Hi, thanks, this confirmed it. GPU FP16 is practically the same as CPU FP32 (small differences due to FP16 being more inaccurate compared to FP32) but two layers on both sticks (FP16 and FP32) are having really bad time. I guess there is not much we can do about this.

Thank you for running the tests!

Joseph_M_Intel · ‎02-15-2019

J, Niko wrote:
Oh and yes, this was on 2018.R5 as 2018.R4 doesn't support Resampling layer at all.

Can I ask why the resampling layer isn't supported? I am trying to understand why. Thank you for your time.

Or are you saying R5 DOES have support for Resampling layer?

J__Niko · ‎02-18-2019

JOSEPH M. (Intel) wrote:
Quote:
J, Niko wrote:

Oh and yes, this was on 2018.R5 as 2018.R4 doesn't support Resampling layer at all.

Can I ask why the resampling layer isn't supported? I am trying to understand why. Thank you for your time.
Or are you saying R5 DOES have support for Resampling layer?

Resampling layer was not supported in OpenVINO 2018.R4, I don't know why, the documentation claimed it was supported but it was not. As of OpenVINO 2018.R5 it is actually supported but all this other stuff is more important, it's not possible to run custom trained Yolo models on Myriad.

Batra__Dhruv · ‎03-01-2019

Hey, were you able to convert the yolov3 weights to .pb file and further optimize it using Openvino on just one "SINGLE" class.

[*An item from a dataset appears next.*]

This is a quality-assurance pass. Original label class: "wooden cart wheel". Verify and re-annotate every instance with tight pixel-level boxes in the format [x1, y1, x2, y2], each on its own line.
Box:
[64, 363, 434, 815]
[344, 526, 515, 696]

Everytime i pass my weights through Mystic123-github link for conversion of yolov3 weights to tensorflow (.pb) file it gives me an error

./convert_weights_pb.py --class_name coco.names --data_format NHWC --weight_file yolov3.weights
Traceback (most recent call last):
File "./convert_weights_pb.py", line 52, in
tf.app.run()
File "/usr/local/lib/python3.5/dist-packages/tensorflow/python/platform/app.py", line 125, in run
_sys.exit(main(argv))
File "./convert_weights_pb.py", line 42, in main
load_ops = load_weights(tf.global_variables(scope='detector'), FLAGS.weights_file)
File "/home/night/Desktop/github/tensorflow-yolo-v3/utils.py", line 115, in load_weights
(shape[3], shape[2], shape[0], shape[1]))
ValueError: cannot reshape array of size 4607 into shape (18,256,1,1)

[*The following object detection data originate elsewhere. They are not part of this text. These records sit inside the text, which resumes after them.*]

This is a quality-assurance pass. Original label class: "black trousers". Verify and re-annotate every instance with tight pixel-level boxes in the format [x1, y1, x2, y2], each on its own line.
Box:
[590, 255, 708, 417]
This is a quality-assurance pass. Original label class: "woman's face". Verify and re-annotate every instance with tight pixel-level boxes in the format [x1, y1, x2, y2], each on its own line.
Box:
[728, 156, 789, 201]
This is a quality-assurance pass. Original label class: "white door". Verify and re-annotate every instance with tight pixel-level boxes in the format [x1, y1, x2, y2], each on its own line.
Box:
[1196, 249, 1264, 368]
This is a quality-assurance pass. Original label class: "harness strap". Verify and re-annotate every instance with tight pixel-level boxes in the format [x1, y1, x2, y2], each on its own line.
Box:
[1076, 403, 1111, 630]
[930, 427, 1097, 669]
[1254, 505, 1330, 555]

Please share how you did you converted a single class trained model through openvino

Hyodo__Katsuya · ‎03-01-2019

The following may be helpful. https://github.com/mystic123/tensorflow-yolo-v3/issues/64

Batra__Dhruv · ‎03-01-2019

@Hyodo, Katsuya

root@night:/opt/github/tensorflow-yolo-v3# python3 convert_weights_pb.py
Traceback (most recent call last):
File "convert_weights_pb.py", line 52, in <module>
tf.app.run()
File "/usr/local/lib/python3.5/dist-packages/tensorflow/python/platform/app.py", line 125, in run
_sys.exit(main(argv))
File "convert_weights_pb.py", line 42, in main
load_ops = load_weights(tf.global_variables(scope='detector'), FLAGS.weights_file)
File "/opt/github/tensorflow-yolo-v3/utils.py", line 115, in load_weights
(shape[3], shape[2], shape[0], shape[1]))
ValueError: cannot reshape array of size 211871 into shape (256,128,3,3)
Didnt work out
can you share your coco.names file

Tegwyn_Twmffat · ‎03-16-2019

@Batra, Dhruv

coco.names = person ..... Fixed the problem for me. Also, keep your images no bigger than 224 x 224 or NCS2 will fail.

@JOSEPH M. (Intel)

By the way, I have been trying to port my single class YoloV3 model to NCS2 as above and can confirm the same problems as J.Niko had regarding the multiple random bounding boxes. The model worked fine in YoloV3 environment, but failed in conversion to .bin file, i guess.

Obviously this needs fixing ...... I'm a very patient person, but any idea when? Thanks!